Na visão de Moraes, os resultados produzidos pela alteração da lei de drogas (lei 11.343/06) foram totalmente diversos daqueles pretendidos pelo Congresso Nacional. Isto porque, de 2007 até 2013, a proporção de presos pelo tráfico aumentou de 15,5% para 25,5%. “Em São Paulo capital e em Ribeirão Preto, após a edição da nova lei, uma grande parte dos usuários passou a ser presa como traficante”, asseverou.
No voto, Moraes citou estudo da Associação Brasileira de Jurimetria revelou que, dependendo do grupo social o qual o suspeito integra, há diferença da média de droga apreendida para a caracterização de tráfico. S. Exa. destacou que a mediana para caracterização de tráfico de maconha para os presos analfabetos é a apreensão de 32,275 gramas, enquanto aquele que tem segundo grau completo é de 40 gramas. Agora, para os portadores de diploma superior é de 49 gramas. “Não há Justiça nisso”, asseverou.
Moraes ainda citou a diferença da apreensão por tráfico quando o suspeito é negro. “Também aqui a mediana é de 80% a mais.

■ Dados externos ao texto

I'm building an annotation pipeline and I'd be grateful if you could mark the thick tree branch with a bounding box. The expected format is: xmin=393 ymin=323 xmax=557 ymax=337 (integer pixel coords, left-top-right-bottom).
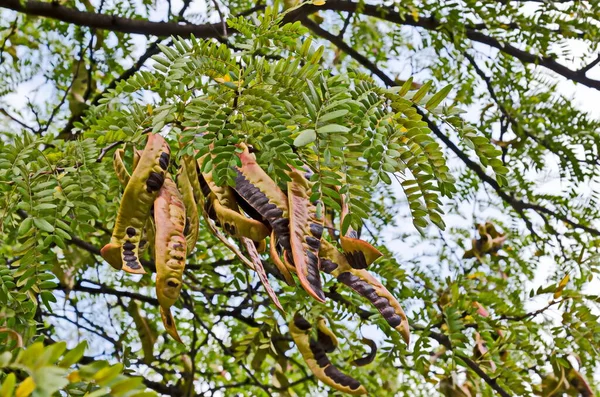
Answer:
xmin=289 ymin=0 xmax=600 ymax=90
xmin=0 ymin=0 xmax=222 ymax=38
xmin=302 ymin=19 xmax=600 ymax=236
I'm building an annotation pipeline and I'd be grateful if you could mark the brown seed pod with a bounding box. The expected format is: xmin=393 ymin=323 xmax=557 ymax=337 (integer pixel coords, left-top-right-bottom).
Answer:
xmin=352 ymin=338 xmax=377 ymax=367
xmin=177 ymin=162 xmax=200 ymax=255
xmin=319 ymin=240 xmax=410 ymax=344
xmin=154 ymin=174 xmax=186 ymax=342
xmin=288 ymin=169 xmax=325 ymax=302
xmin=340 ymin=195 xmax=383 ymax=269
xmin=317 ymin=316 xmax=339 ymax=353
xmin=289 ymin=313 xmax=367 ymax=396
xmin=100 ymin=134 xmax=170 ymax=274
xmin=269 ymin=231 xmax=296 ymax=285
xmin=240 ymin=237 xmax=285 ymax=314
xmin=234 ymin=144 xmax=291 ymax=250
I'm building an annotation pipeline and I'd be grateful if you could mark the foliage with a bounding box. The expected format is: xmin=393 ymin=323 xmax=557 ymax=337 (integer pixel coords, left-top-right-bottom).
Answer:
xmin=0 ymin=0 xmax=600 ymax=396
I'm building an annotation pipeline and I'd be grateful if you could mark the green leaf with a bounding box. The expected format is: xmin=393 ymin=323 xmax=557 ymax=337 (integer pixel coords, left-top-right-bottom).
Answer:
xmin=294 ymin=129 xmax=317 ymax=147
xmin=425 ymin=84 xmax=452 ymax=109
xmin=33 ymin=218 xmax=54 ymax=233
xmin=317 ymin=124 xmax=350 ymax=134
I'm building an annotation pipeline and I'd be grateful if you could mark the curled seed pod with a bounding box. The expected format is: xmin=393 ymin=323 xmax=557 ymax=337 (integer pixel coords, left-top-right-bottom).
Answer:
xmin=127 ymin=299 xmax=156 ymax=364
xmin=352 ymin=338 xmax=377 ymax=367
xmin=177 ymin=162 xmax=200 ymax=255
xmin=200 ymin=206 xmax=254 ymax=270
xmin=319 ymin=240 xmax=410 ymax=344
xmin=269 ymin=231 xmax=296 ymax=285
xmin=288 ymin=169 xmax=325 ymax=302
xmin=100 ymin=134 xmax=170 ymax=274
xmin=240 ymin=237 xmax=285 ymax=314
xmin=154 ymin=174 xmax=186 ymax=342
xmin=289 ymin=313 xmax=367 ymax=396
xmin=234 ymin=144 xmax=291 ymax=250
xmin=113 ymin=149 xmax=154 ymax=252
xmin=181 ymin=155 xmax=204 ymax=205
xmin=212 ymin=196 xmax=269 ymax=241
xmin=317 ymin=316 xmax=338 ymax=353
xmin=340 ymin=194 xmax=382 ymax=269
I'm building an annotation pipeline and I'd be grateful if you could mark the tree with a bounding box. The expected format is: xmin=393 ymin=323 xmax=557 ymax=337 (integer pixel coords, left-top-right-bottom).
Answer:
xmin=0 ymin=0 xmax=600 ymax=397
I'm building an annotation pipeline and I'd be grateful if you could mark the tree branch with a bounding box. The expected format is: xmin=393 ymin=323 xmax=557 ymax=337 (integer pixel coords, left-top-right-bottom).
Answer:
xmin=302 ymin=18 xmax=600 ymax=236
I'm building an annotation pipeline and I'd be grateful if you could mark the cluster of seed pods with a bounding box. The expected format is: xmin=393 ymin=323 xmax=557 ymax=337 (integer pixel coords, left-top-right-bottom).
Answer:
xmin=101 ymin=134 xmax=409 ymax=394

O branco para ser considerado traficante deve ter 80% a mais que o preto ou pardo”, afirmou.
“Há necessidade de equalizar uma quantidade média padrão como presunção relativa para caracterizar e diferenciar o traficante do portador para uso próprio, porque essa necessidade, de equalizar essa quantidade média padrão, vai ao encontro do tratamento igualitário dos diferentes grupos sociais, culturais, raciais.”
Assista trecho do voto:
Por fim, o ministro concluiu que a ausência de fixação acabou levando a esse excesso de discricionaridade por todos os agentes públicos, desde a autoridade policial e seus agentes até o próprio poder Judiciário. “Analfabeto, negro e jovem leva desvantagem em relação ao branco, maior de 30 anos com curso superior, que pode ter, às vezes, até 136% a mais de droga. (…) Para evitar essas discrepâncias, eu entendo necessário a fixação de uma presunção relativa, mediana.”
Assim, propôs a seguinte tese:
1- Não tipifica o crime previsto no artigo 28 da lei 11.343/06, a conduta de adquirir, guardar ter em deposito, transportar ou trazer consigo para consumo pessoal a substância entorpecente maconha, mesmo sem autorização ou em desacordo com determinação legal ou regulamentar.
2- Nos termos do parágrafo 2º do art. 28 da lei 11.343/06, será presumido usuário aquele que adquirir, guardar, tiver em depósito, transportar ou trazer consigo de 25 a 60 gramas de maconha ou seis plantas fêmeas.
3- A presunção do item anterior é relativa, não estando a autoridade policial e seus agentes impedidos de realizar a prisão em flagrante por tráfico de drogas, mesmo quando a quantidade de maconha for inferior a prevista no item 2, desde que de maneira fundamentada comprove a presença de outros critérios caracterizadores do tráfico de entorpecentes.
Após o voto do ministro Alexandre de Moraes, o relator do caso, ministro Gilmar Mendes, pediu adiamento do julgamento.